NAIRN Community Councils have expressed concern that the new academy planned for the town will not be large enough to meet future demand.
However, they also conceded that they were faced with a fait accompli, with no chance of revising the current plans for the new secondary school.
The new academy is expected to accommodate a maximum of 760 students, from a current enrollment of 668 which is expected to increase to 724 by 2028.
Highland Council has given assurances that ‘futureproofing’ the school’s capacity is built into the plans, but Nairn West and Suburban and Nairn River Community Councils both remain skeptical given the amount of building potential homes planned for the city.
They had wanted a review of the plan and accused the Highland Council of failing to consult.
The first public meeting of the Nairn West and Suburban Community Council since the start of the Covid pandemic brought together Nairn Provost Laurie Fraser and several members of the public.
Acting Community Council Chairman Alastair Noble had attended a meeting of the Nairn Academy Stakeholder Group and told the meeting: ‘It appears they (Highland Council) have appointed Balfour Beatty as contractors and we told us at a source government meeting it’s this building or nothing.
“It’s very disappointing.
“We believe they are looking at a three-storey building and we remain convinced that other sites, including Sandown, should have been considered.”
He told the Courier: “They also seem to be planning to move the library to the school and it just isn’t working.
“It was proven in Wick, where they got a new school, that the number of library users plummeted by 50% when the library was moved from the town center to the new school site .

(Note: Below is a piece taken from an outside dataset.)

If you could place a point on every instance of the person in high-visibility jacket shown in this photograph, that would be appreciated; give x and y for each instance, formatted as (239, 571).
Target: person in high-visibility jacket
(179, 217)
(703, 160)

“As well as being inaccessible to many, this will cause a significant drop in traffic to the city centre.
“And what about the future of the existing library? If it works, sixty parking spaces will also be lost, as the library building is leased to the council and the adjoining parking spaces come with it.
Community council member Alan Hampson, who has spent his life in the construction industry, said Sandown, on the outskirts of Nairn, was the obvious site for the school.
‘The council appear desperate to secure accommodation in Sandown,’ he said.
“But it makes more sense to demolish the academy, build accommodation on that site and a new school in Sandown.”